The ‘bird flu’ is without doubt one of Hong Kong’s most significant medical discoveries. A poll by the Hong Kong Medical Association ranked bird flu as the number one medical event in 1997. Its coverage flooded the international news, magazines and scientific journals. The disappearance of bird flu cases since the beginning of 1998 still leaves a lot of questions to be answered, a lot of work to be done.

The bird flu virus, more properly termed influenza A H5N1 virus, was first identified in August 1997 by scientists at the Centres for Disease Control and Prevention, Atlanta and the National Institute of Public Health Research Laboratory in Netherlands from a tracheal aspirate specimen of a boy who suffered from respiratory distress and died in May 1997. A quiescent period followed before more cases were found in November and December 1997. All together a total of 18 cases were confirmed.
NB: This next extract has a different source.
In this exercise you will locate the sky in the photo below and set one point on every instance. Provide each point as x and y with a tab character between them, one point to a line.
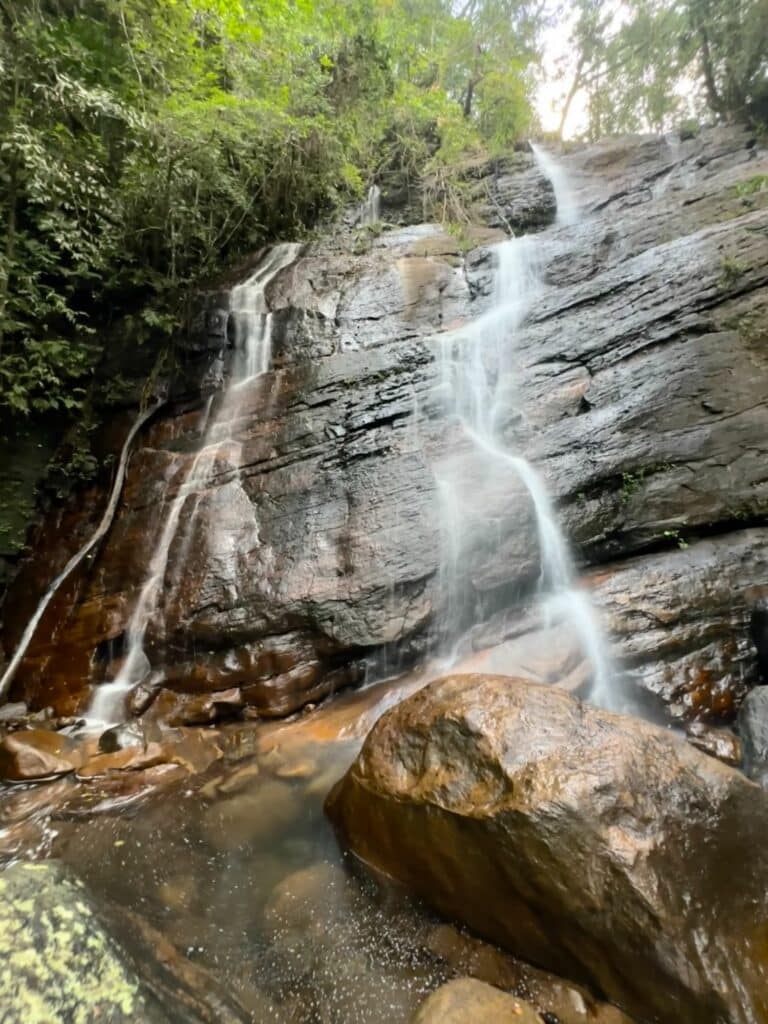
558	68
There are several notable features about the cases. Eleven of the 18 cases are children under age 15. Initial clinical presentations are just like an ordinary flu, but this H5N1 virus has a propensity to cause pneumonia and respiratory distress rapidly in some patients, even those who are previously healthy. Six people had died while five other patients had history of respiratory distress, but some in the latter group required intensive care before they recovered. Young children seemed to have milder illnesses than adults.

We already know something about the transmission of the H5N1 virus. A cross sectional seroprevalence study, the result of which was released in December 1997, showed that poultry workers seemed to have a higher prevalence of antibody to the H5N1 virus than the rest of the population. Gene sequencing revealed the H5N1 viral genes to be entirely avian in origin. Analysis of the cases also found a number of them had had contact with live poultry during the incubation period, and in two cases, chickens infected with H5N1 were found near their residence. These pieces of evidence established the main mode of transmission as bird-to-man. The possibility of man-to-man transmission is still open, though it must be very inefficient at this time. Further cohort and case control studies have been done to quantify the risk associated with poultry exposure, the efficiency of man-to-man transmission etc and the results are still pending.

More research is also needed in the identification and treatment of influenza H5N1. Virus culture, the gold standard for H5N1 confirmation, takes time. There are a variety of diagnostic tests that yield more rapid results, but their specificity need to be improved. (Directigen tests only identify influenza A including H5 but cannot differentiate H5 from other group A influenza virus). The virus is sensitive to amantadine, but the drug has rather significant gastrointestinal and neurological side effects. Its analogue, rimantadine, is better tolerated but much more expensive. New antiviral drugs, the neuraminidase inhibitors, are under trial and show some promise.

Vaccination poses a tricky problem. WHO vaccine production centres are making progress in search of a ‘seed virus’ candidate suitable for making a vaccine. But even when a vaccine becomes available, the decision to use it is not at all straightforward. The US swine flu in 1976 is a classic example to learn from, in which hundreds of thousands of people were vaccinated for an epidemic that never came. Above all there is the question of vaccine safety and liability issue. This is a new vaccine and we have little experience on. The WHO stance is that in the absence of efficient man-to-man transmission, vaccination of the population is not warranted.

The Hong Kong flu in 1968 was estimated to result in an attack rate of about 15%. Studies overseas cited an attack rate for community influenza epidemics ranging from 10% to 25%. It is of course uncertain if H5N1 could evolve into a pandemic strain with similar attack rates. But if it did, it would have very major socio-economic repercussions, not just in Hong Kong but worldwide.